Año 3, diciembre 2022
Poco a poco algunas actividades se habían venido normalizando, aunque no sabíamos, todavía, cuando volveríamos a nuestras rutinas de antes de la pandemia y si algunas de esas rutinas regresarían o se habían ido para siempre. Se podía viajar, aunque seguía siendo complicado, pero al menos lo podíamos hacer. Mucha gente trabajaba en casa de manera regular y las videoconferencias era ya un lugar común. Y si no se quería salir de compras, siempre se podía
contar con algún servicio de entregas a domicilio.

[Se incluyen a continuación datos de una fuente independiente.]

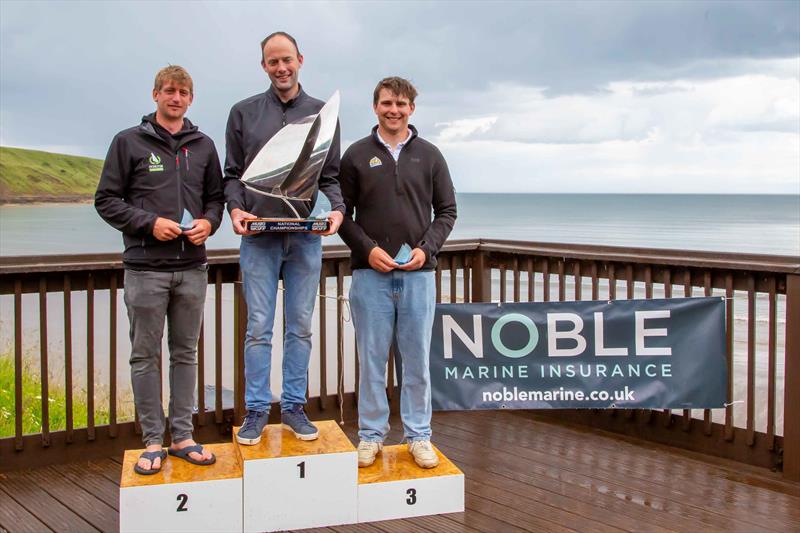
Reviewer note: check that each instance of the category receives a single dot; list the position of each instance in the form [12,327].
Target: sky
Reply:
[615,97]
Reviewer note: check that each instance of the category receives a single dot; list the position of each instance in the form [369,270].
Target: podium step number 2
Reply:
[183,497]
[284,483]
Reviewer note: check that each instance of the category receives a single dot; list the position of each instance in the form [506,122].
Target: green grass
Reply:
[31,175]
[32,402]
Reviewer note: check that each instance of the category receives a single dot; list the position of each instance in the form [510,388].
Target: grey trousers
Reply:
[150,296]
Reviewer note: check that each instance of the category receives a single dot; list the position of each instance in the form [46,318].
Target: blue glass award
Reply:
[187,221]
[403,255]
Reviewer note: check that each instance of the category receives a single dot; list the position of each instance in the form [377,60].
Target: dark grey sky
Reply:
[74,73]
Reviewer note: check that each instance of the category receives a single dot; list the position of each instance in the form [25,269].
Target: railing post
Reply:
[240,330]
[481,277]
[791,387]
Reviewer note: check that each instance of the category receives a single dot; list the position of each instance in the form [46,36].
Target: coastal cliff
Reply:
[32,176]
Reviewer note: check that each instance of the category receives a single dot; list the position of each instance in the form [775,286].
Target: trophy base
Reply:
[284,225]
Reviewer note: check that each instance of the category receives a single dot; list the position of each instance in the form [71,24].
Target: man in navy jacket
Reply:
[265,258]
[392,182]
[161,186]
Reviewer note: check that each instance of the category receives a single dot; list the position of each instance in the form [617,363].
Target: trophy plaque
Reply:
[288,167]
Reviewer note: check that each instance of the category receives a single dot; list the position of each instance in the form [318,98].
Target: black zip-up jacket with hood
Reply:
[149,173]
[390,203]
[251,123]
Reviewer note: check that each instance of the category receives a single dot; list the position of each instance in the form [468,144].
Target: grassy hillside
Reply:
[34,176]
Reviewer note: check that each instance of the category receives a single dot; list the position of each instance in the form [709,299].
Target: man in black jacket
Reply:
[391,181]
[267,257]
[161,186]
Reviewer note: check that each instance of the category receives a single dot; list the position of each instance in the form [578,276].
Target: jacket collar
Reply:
[272,95]
[377,140]
[152,128]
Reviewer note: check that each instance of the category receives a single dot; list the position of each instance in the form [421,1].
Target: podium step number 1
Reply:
[284,483]
[293,484]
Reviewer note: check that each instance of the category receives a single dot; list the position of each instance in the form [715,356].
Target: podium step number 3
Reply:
[395,487]
[284,483]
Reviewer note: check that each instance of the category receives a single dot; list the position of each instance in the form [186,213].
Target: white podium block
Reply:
[183,497]
[294,484]
[395,487]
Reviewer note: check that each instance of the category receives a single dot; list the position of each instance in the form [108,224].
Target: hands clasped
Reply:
[165,230]
[383,262]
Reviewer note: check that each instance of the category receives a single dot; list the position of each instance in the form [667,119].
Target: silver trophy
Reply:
[288,168]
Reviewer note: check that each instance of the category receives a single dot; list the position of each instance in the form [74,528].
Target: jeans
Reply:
[150,296]
[264,258]
[396,306]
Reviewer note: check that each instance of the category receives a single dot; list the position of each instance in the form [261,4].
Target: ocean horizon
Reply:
[762,224]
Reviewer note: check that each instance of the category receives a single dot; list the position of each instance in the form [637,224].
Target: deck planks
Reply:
[522,474]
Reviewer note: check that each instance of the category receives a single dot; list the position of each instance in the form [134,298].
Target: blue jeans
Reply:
[264,258]
[395,306]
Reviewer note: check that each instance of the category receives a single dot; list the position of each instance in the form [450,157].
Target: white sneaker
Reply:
[423,453]
[367,450]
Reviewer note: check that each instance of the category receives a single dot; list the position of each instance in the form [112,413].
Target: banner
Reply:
[658,353]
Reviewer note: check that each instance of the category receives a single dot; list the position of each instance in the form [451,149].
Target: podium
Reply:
[285,483]
[183,497]
[294,484]
[395,487]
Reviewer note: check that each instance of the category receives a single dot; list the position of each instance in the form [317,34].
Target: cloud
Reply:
[464,128]
[559,96]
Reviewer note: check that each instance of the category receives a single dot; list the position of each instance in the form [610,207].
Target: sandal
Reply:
[150,456]
[183,453]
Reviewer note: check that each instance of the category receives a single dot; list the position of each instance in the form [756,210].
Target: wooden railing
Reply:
[760,424]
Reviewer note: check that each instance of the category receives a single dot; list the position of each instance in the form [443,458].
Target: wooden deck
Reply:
[522,474]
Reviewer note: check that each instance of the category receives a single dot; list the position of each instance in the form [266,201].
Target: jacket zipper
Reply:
[180,198]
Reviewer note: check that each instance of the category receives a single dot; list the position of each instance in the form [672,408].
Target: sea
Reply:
[757,224]
[762,224]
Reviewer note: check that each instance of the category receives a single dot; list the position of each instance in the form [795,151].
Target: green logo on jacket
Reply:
[155,163]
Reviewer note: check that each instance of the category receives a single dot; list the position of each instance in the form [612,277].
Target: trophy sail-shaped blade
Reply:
[273,163]
[301,181]
[289,165]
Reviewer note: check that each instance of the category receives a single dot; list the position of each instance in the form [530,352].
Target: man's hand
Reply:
[165,229]
[381,261]
[201,229]
[335,219]
[418,258]
[238,218]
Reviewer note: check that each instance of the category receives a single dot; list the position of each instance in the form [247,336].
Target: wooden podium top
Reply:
[395,463]
[176,470]
[278,442]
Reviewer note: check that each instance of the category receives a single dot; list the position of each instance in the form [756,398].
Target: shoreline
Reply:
[45,201]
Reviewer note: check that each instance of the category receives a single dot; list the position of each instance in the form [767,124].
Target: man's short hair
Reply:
[395,85]
[175,74]
[276,34]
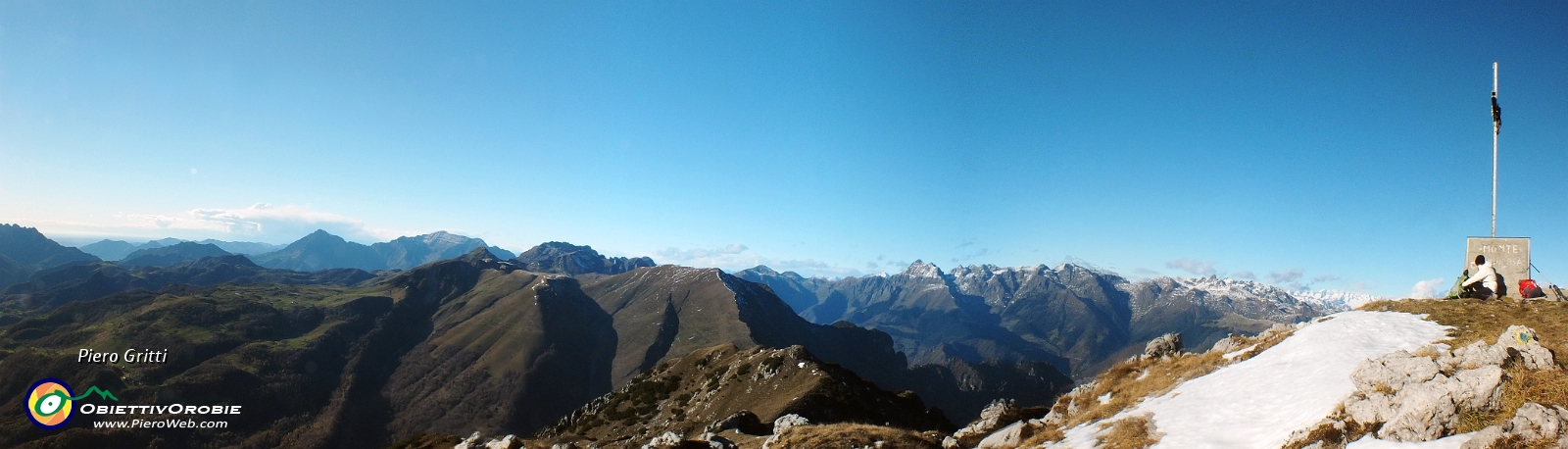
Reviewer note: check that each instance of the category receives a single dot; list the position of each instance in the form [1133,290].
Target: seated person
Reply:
[1484,284]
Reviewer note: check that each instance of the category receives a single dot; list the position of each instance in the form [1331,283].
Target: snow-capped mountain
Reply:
[1076,318]
[1335,300]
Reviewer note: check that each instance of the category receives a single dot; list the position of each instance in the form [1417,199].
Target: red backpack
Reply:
[1529,289]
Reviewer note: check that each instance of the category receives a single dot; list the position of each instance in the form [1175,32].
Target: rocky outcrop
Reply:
[742,421]
[572,260]
[996,415]
[1419,396]
[1164,346]
[1531,424]
[780,425]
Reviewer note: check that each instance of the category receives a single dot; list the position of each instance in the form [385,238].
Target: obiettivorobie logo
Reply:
[49,402]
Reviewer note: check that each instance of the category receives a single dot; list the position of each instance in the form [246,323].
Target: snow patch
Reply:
[1261,401]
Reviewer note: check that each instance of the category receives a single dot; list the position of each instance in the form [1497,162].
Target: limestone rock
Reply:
[1479,354]
[1478,388]
[1393,371]
[469,443]
[1167,344]
[996,415]
[742,421]
[784,423]
[1426,412]
[670,440]
[713,441]
[1227,346]
[1533,423]
[510,441]
[1377,407]
[1007,436]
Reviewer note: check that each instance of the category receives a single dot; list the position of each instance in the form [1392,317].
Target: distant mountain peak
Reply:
[922,269]
[478,255]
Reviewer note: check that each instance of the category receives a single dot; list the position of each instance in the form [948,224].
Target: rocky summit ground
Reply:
[1411,374]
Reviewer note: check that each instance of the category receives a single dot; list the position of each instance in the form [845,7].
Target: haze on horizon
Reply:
[1332,145]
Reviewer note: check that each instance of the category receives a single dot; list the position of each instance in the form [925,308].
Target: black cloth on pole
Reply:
[1496,115]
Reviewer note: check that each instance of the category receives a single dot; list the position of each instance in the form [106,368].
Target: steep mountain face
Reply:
[571,260]
[321,250]
[692,393]
[1074,318]
[666,311]
[318,252]
[514,352]
[405,253]
[169,256]
[797,291]
[25,250]
[1333,300]
[112,250]
[454,346]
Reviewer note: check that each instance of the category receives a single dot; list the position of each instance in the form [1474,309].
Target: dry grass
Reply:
[1134,432]
[1333,436]
[1486,321]
[1133,380]
[852,435]
[1518,443]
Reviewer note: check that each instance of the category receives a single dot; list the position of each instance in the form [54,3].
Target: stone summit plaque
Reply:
[1510,256]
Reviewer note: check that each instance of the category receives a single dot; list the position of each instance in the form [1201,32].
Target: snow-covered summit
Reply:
[1333,300]
[922,269]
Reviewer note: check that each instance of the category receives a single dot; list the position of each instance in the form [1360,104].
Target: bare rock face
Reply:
[784,423]
[1426,412]
[1534,423]
[996,415]
[510,441]
[668,440]
[1007,436]
[1393,373]
[469,443]
[1419,396]
[713,441]
[1227,346]
[742,421]
[1167,344]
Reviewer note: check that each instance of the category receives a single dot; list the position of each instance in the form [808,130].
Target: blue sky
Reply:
[1337,145]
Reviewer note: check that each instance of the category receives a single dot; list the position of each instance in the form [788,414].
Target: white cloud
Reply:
[1286,276]
[736,256]
[1197,268]
[259,222]
[1427,289]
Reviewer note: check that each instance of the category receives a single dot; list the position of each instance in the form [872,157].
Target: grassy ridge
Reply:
[1486,321]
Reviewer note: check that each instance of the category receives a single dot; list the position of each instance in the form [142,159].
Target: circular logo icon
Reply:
[49,404]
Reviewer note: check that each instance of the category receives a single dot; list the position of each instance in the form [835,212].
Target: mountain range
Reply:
[341,357]
[1076,318]
[117,250]
[321,250]
[25,252]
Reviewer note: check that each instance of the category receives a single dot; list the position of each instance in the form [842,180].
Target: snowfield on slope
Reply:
[1294,385]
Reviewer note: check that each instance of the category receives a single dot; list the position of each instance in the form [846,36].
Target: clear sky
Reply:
[1308,143]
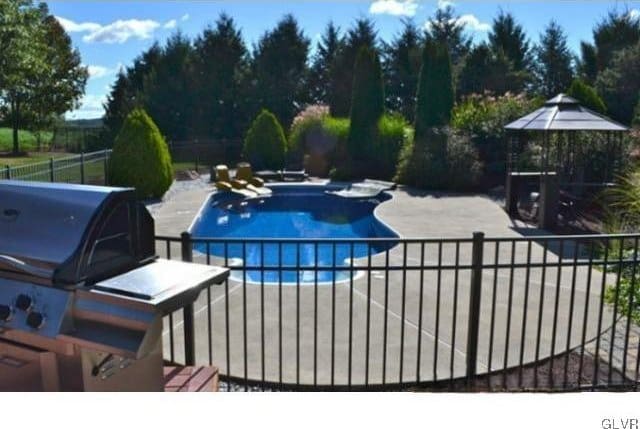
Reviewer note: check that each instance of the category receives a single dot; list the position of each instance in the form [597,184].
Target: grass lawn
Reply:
[27,140]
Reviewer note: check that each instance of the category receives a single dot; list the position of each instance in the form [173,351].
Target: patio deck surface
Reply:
[314,353]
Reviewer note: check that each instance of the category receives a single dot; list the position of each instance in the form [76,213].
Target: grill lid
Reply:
[62,231]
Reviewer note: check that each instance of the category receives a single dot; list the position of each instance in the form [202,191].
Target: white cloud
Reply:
[442,4]
[469,21]
[116,32]
[77,27]
[98,71]
[394,7]
[473,23]
[91,106]
[122,30]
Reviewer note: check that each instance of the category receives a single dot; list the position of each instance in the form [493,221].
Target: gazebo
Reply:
[557,124]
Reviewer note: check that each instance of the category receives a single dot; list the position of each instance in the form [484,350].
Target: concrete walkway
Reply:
[380,326]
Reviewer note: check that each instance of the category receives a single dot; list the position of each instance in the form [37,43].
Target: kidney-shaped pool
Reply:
[305,212]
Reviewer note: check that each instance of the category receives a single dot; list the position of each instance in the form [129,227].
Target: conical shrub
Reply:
[265,144]
[140,157]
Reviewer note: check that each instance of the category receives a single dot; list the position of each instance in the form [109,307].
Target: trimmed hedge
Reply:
[265,145]
[140,157]
[457,169]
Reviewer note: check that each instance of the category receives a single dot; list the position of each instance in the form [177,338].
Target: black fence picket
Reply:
[544,313]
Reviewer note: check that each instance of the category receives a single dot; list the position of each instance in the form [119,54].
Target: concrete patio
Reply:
[298,345]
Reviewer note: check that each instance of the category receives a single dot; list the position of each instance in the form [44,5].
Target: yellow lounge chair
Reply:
[255,184]
[225,183]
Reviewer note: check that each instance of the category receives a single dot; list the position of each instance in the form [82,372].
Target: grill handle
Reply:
[20,266]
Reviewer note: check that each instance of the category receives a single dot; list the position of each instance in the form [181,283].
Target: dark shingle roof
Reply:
[563,113]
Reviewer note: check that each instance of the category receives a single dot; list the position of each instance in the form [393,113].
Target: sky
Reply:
[110,34]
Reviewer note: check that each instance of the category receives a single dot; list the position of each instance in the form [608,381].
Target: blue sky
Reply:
[111,34]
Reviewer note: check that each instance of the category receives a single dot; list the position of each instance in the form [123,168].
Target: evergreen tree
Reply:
[127,92]
[362,34]
[619,30]
[265,144]
[140,157]
[619,85]
[401,69]
[168,91]
[324,62]
[367,105]
[587,96]
[435,89]
[280,70]
[445,27]
[219,66]
[588,63]
[508,36]
[426,164]
[554,70]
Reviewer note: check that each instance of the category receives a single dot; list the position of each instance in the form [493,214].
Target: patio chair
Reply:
[255,184]
[224,182]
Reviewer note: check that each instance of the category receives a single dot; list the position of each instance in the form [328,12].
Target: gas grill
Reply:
[82,293]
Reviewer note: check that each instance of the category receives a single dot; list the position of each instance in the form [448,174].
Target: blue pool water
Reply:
[305,212]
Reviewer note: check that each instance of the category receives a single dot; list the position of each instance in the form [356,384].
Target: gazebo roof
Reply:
[563,113]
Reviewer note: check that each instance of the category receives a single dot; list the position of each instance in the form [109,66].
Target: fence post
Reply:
[105,155]
[82,167]
[188,312]
[475,294]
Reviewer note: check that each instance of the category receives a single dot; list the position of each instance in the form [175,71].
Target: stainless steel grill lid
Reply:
[69,234]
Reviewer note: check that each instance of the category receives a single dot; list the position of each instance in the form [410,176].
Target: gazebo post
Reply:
[548,212]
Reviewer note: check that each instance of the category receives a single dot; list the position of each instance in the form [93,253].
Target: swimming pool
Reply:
[291,212]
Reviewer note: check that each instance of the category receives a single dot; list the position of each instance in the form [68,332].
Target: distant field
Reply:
[27,140]
[32,158]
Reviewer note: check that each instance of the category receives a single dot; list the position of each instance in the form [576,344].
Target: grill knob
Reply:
[35,320]
[24,302]
[5,313]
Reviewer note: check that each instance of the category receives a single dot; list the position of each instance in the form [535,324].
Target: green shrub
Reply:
[140,157]
[265,144]
[367,106]
[317,136]
[393,133]
[483,118]
[435,88]
[587,96]
[423,163]
[458,169]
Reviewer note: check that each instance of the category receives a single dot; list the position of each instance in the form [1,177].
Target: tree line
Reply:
[41,75]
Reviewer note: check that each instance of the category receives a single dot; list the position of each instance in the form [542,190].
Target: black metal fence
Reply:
[89,168]
[516,313]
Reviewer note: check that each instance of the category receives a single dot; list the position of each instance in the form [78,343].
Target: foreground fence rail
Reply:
[480,313]
[85,168]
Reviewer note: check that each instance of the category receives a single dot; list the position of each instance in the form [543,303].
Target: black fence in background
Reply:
[85,168]
[77,139]
[200,155]
[519,313]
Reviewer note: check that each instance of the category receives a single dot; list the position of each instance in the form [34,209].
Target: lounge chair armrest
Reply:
[238,183]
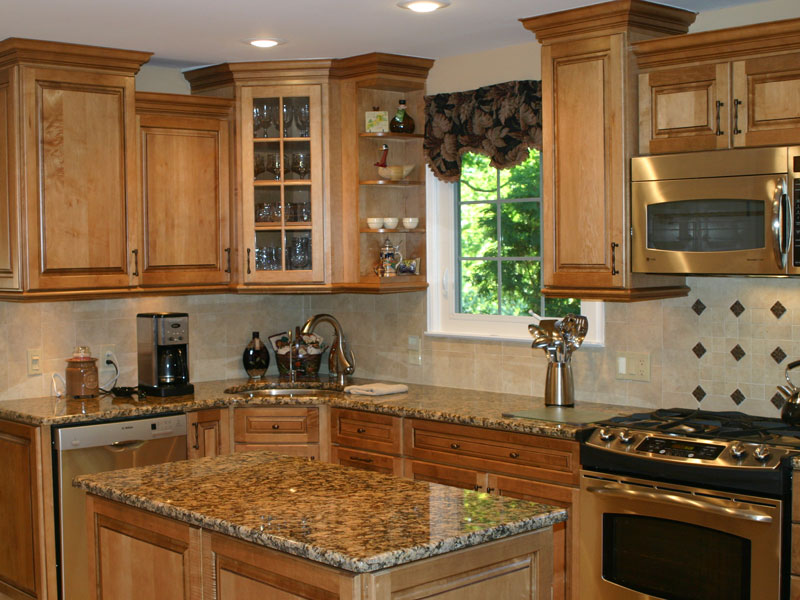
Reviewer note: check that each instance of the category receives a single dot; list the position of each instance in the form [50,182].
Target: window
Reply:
[485,244]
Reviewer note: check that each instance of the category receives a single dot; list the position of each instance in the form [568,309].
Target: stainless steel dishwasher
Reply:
[96,448]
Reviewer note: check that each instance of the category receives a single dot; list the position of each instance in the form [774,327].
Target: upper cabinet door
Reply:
[185,192]
[80,179]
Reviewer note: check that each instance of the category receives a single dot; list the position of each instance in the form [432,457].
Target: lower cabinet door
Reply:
[564,572]
[368,461]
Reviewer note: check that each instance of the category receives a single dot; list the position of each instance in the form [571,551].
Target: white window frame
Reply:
[443,320]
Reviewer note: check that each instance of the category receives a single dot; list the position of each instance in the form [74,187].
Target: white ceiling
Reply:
[188,33]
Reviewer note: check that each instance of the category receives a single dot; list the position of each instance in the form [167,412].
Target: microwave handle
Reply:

Los menos afortunados, sin embargo, nunca dejaron de trabajar fuera de casa, porque no había manera que una máquina los reemplazara o que su trabajo pudiera ser ejecutado de manera remota, y aunque algunos fueron etiquetados como “esenciales” creo que nunca se les compensó como era debido, tomando en cuanto lo que se esforzaron y el riesgo que muchos de ellos enfrentaron de manera constante. Por otra parte, mucha gente perdió su empleo y poco tiempo después, también sus casas… Me temo que en algunos meses esa situación va a resultar en una nueva crisis, y que esa crisis es ya inevitable, a pesar de esas ayudas del gobierno que se repartieron por aquí y por allá, es evidente que ninguna asistencia puede ser suficiente para reparar los profundos daños sufridos por tantos y, encima de todo, hay una fatiga que también ha hecho sus estragos en todos nosotros. En septiembre se determinó que la emergencia llegaba a su fin, pero una declaración oficial no cambia nada, porque ya nada es igual; supongo que las cicatrices que nos han quedado nos van a recordar por mucho tiempo lo que hemos perdido, lo que se fue, lo que nunca va a regresar…
Año 4, junio 2023
Retomo mis notas y puedo ver que el Mundo sigue moviéndose hacia adelante, en ese proceso de doloroso progreso en el que nos encontramos inmersos, del que no podemos escapar, pero, siempre ha sido así, eso nunca ha cambiado y dudo mucho que cambie. Pero algunas cosas sí que han vuelto y entre ellas, una de las que extrañaba más, y que ahora aprecio mucho más que antes, es que nos hemos vuelto a encontrar y nos miramos y nos podemos reconocer entre la gente. En el medio de la calamidad pudimos ver, a pesar de que tantos llevamos las caras ocultas detrás de una máscara, en quién podíamos confiar y quizá, en quienes no sería tan bueno depositar nuestra confianza. Pero si alguien me sonríe, yo le devuelvo la sonrisa. Sonríes, te sonríen, así de simple… hemos dejado de ser extranjeros, nos miramos al rostro, y ahora ya nos conocemos.”